Par jugement du 19 janvier 2024, le juge aux affaires familiales a :

– déclaré recevables les contestations de M. [O],

– rejeté la demande de M. [O] tendant à la désignation d’un nouveau notaire commis,

– rejeté la demande de M. [O] tendant à la valorisation de l’immeuble à la somme de 100.000€,

– rejeté les contestations de M. [O] portant sur la valeur locative de l’immeuble et au paiement d’une indemnité d’occupation,

– rejeté la demande de M. [O] tendant à la condamnation de Mme [R] [U] au versement d’une soulte,

– homologué l’état liquidatif établi par Me [J] en date du 6 septembre 2021,

– condamné M. [O] à verser à Mme [R] [U] une somme de 104.603,71 € à titre de soulte,

– condamné M. [O] au paiement d’une somme de 1.500 € sur le fondement de l’article 700 du code de procédure civile,

– dit que les dépens seront employés en frais privilégiés de partage et supportés par les parties à proportion de leur part dans l’indivision.

Par déclaration reçue au greffe de la cour le 14 février 2024, M. [O] a interjeté appel de cette décision.

M. [O] a notifié ses dernières conclusions le 7 mai 2024, Mme [R] [U] les siennes le 27 juin 2024.

La clôture a été prononcée par ordonnance du 13 novembre 2024, et l’affaire évoquée à l’audience de plaidoirie du 19 novembre 2024.

MOYENS ET PRETENTIONS DES PARTIES

M. [O] demande à la cour de :

– réformer la décision en toutes ses dispositions,

Statuant à nouveau,

A titre principal :

– dire et juger qu’il n’y a pas lieu à homologation de l’état liquidatif tel qu’établi par Me [J], comme étant non conforme à la réalité de la situation et non corroboré par des pièces probantes,

– ordonner une nouvelle expertise confiée à tel notaire qu’il plaira à la cour, aux fins de reprendre les opérations expertales et d’établir un nouveau projet d’état liquidatif, incluant un transport sur les lieux,

– donner acte à M. [O] qu’il répondra à la première convocation du notaire désigné par la cour et lui transmettra toutes les pièces qu’il verse sur la présente procédure,

A titre subsidiaire et à défaut de désignation d’un nouveau notaire :

– fixer la valeur du bien immobilier à une valeur ne pouvant excéder 100.000 €,

– dire la valeur locative de l’ancien domicile conjugal nulle,

– dire n’y avoir lieu à indemnité d’occupation du bien commun à la charge de M. [O],

– condamner Mme [R] [U] au paiement d’une somme de 10.250 € à titre de soulte au profit de M. [O],

– condamner Mme [R] [U] au paiement d’une somme de 2.000 € sur le fondement de l’article 700 du code de procédure civile, ainsi qu’aux entiers dépens.

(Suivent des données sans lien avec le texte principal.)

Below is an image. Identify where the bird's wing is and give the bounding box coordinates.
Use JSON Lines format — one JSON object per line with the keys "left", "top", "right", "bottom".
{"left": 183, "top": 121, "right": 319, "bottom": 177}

Au contraire, Mme [R] [U] demande à la cour de :

– confirmer le jugement en toutes ses dispositions,

Y additant,

– condamner M. [O] au paiement d’une somme de 3.000 € sur le fondement de l’article 700 du code de procédure civile en cause d’appel,

– juger que les dépens seront utilisés en frais privilégiés de partage, et ordonner la distraction au profit de Me [J] sur son affirmation de droit.

En application de l’article 455 du code de procédure civile, la cour se réfère, pour un plus ample exposé des prétentions et des moyens des parties, à leurs dernières conclusions susvisées.

MOTIFS DE LA DÉCISION

L’article 1373 du code de procédure civile dispose :

En cas de désaccord des copartageants sur le projet d’état liquidatif dressé par le notaire, ce dernier transmet au juge commis un procès-verbal reprenant les dires respectifs des parties ainsi que le projet d’état liquidatif.

Le greffe invite les parties non représentées à constituer avocat.

Le juge commis peut entendre les parties ou leurs représentants et le notaire et tenter une conciliation.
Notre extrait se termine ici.